In the opening scene of Patton (1970), the film's namesake addresses a sea of troops about to be hurled onto World War II's front lines in Europe and North Africa. General George S. Patton says, "Now, I want you to remember that no bastard ever won a war by dying for his country—he won it by making the other poor, dumb bastard die for his country."

The film Good Kill, which comes out this week, depicts a lieutenant colonel delivering a similarly rousing speech to a group of recruits about to enter combat. Only this time it's with drones. "Ladies and gentlemen," he says, "the aircraft you're looking at behind me is not the future of war; it is the here-and-fucking-now."

The movie, written and directed by Andrew Niccol (Gattaca, Lord of War), provides a harrowing look at warfare's newest frontier through the eyes of a fictional drone pilot. Major Tom Egan (Ethan Hawke), a former Air Force pilot yearning to fly again, spends 12 hours a day fighting militant groups like the Taliban from a dark, air-conditioned bunker in the Nevada desert—more than 7,000 miles away from the battlefield. Through prolonged close-ups on his computer screens, the audience is complicit, forced to watch as his strikes claim lives. When the camera turns, the audience sees Egan gradually unraveling from the stress. Joystick in hand, he surveils and strikes targets seen on a computer screen, racking up casualties. And then, after his shift, he trudges back to his home in Las Vegas, where his wife (January Jones), children and the challenges of domestic life await him.

From World War II to contemporary conflicts, war films often highlight the humanity of soldiers, helping to connect civilians in the audience to the people and wars they once understood only in the abstract. Good Kill adds to this long cinematic tradition within the context of the U.S. drone program, a little-seen world filled with men and women at the forefront of modern warfare. "You can't say you're anti-drone," Niccol tells Newsweek. "It's like saying you're anti-Internet."

"The really exciting thing about working with Andrew [Niccol] is that he doesn't really see this from a left-wing point of view or a right-wing point of view," Hawke says. "He's kind of coming at it as a humanitarian and a scientist."

So how accurately does the film depict the lives and thoughts of these modern fighters? Newsweek reached out to a former drone operator, Brandon Bryant, to gauge how realistic the movie's portrayal is and discovered that, in August 2013, early on in Good Kill's production, he was contacted by a producer, who asked for his insights. Bryant critiqued an early version of the script, told his service stories and answered questions. But a few weeks in, he says, the producers became unresponsive.

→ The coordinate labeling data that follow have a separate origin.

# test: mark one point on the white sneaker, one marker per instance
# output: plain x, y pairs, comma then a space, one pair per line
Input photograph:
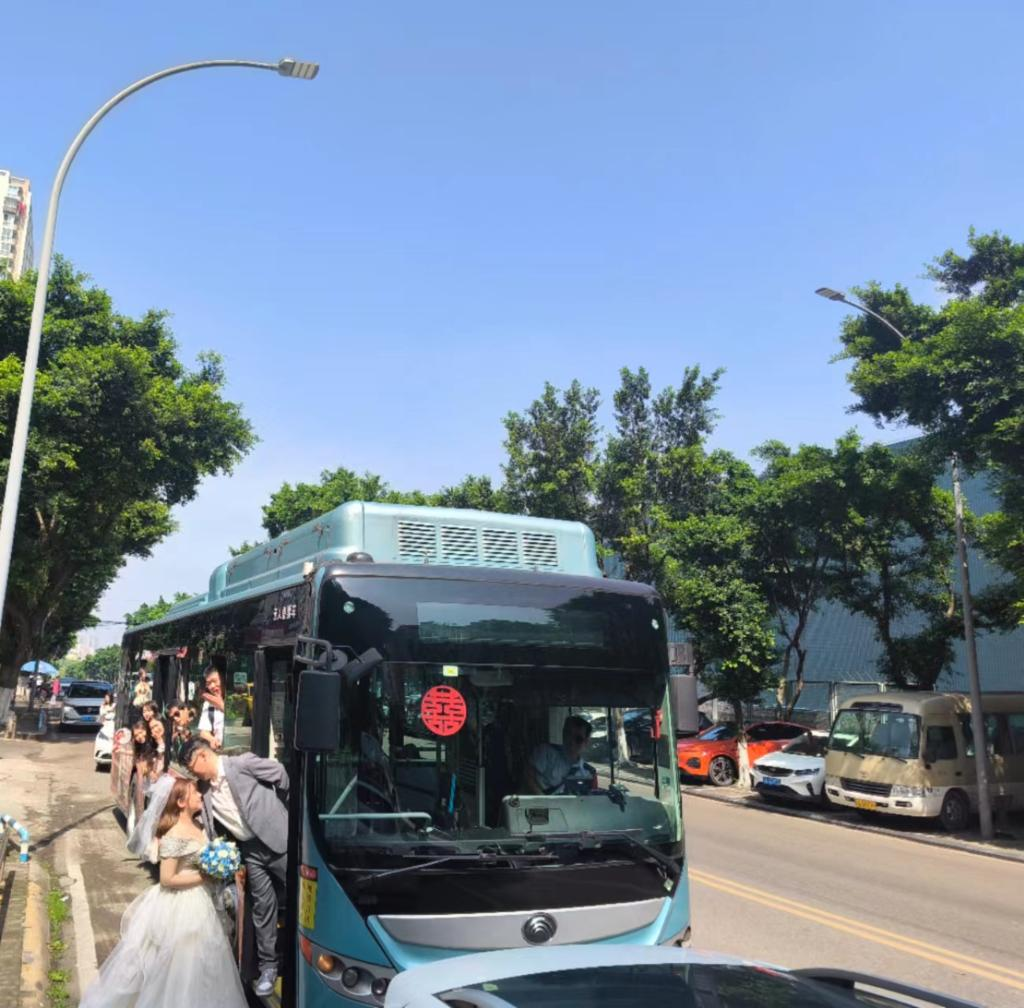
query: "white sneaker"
264, 985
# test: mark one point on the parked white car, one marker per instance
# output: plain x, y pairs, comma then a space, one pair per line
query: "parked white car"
82, 700
796, 771
632, 976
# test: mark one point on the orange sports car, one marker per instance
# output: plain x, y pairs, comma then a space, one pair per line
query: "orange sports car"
715, 753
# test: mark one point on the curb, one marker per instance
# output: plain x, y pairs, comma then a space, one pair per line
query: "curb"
35, 955
946, 843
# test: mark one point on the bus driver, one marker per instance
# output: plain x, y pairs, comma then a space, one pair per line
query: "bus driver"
552, 768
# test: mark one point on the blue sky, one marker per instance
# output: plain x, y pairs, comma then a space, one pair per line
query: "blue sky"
473, 199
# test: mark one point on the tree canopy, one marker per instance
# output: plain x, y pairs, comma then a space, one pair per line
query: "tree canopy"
122, 431
148, 612
958, 377
102, 664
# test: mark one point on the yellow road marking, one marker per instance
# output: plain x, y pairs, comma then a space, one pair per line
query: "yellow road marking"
901, 942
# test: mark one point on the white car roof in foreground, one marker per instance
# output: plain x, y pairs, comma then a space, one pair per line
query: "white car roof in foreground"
448, 974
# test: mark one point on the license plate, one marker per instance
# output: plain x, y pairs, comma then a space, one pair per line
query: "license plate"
307, 904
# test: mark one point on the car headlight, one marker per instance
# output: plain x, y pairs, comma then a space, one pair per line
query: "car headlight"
906, 791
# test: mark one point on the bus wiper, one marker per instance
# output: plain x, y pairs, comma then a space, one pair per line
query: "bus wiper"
480, 857
588, 840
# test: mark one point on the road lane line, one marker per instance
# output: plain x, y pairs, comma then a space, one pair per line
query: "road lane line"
742, 889
867, 936
943, 957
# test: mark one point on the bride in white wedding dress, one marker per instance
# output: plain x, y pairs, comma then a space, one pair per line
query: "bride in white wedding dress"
173, 950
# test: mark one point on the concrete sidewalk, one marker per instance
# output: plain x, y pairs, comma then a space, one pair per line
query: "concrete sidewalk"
905, 829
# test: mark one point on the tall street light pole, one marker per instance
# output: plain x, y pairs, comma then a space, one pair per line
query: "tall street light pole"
12, 490
974, 680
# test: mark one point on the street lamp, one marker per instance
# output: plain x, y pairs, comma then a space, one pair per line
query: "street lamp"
977, 718
827, 292
12, 491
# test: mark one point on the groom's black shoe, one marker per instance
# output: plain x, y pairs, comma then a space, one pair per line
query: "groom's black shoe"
263, 987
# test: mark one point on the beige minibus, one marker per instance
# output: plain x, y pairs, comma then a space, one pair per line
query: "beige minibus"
912, 754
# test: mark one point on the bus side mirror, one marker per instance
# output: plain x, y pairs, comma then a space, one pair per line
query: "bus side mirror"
683, 702
317, 712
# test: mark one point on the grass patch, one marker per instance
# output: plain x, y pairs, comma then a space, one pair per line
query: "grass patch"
57, 912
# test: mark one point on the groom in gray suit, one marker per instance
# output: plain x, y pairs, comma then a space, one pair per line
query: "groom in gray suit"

This is nothing new to Hollywood insiders, who are used to the slow pace and false starts of independent filmmaking, but Bryant thinks the "snubbing," as he refers to it, was because of a disagreement regarding one element in the script. Or rather, an element noticeably absent from it: the psychological impact of remote warfare on drone operators. "The psychological aspect is the most important part of this kind of film," says Bryant. "Because what we've done is taken the warrior from the battlefield where...they're no longer with their comrades."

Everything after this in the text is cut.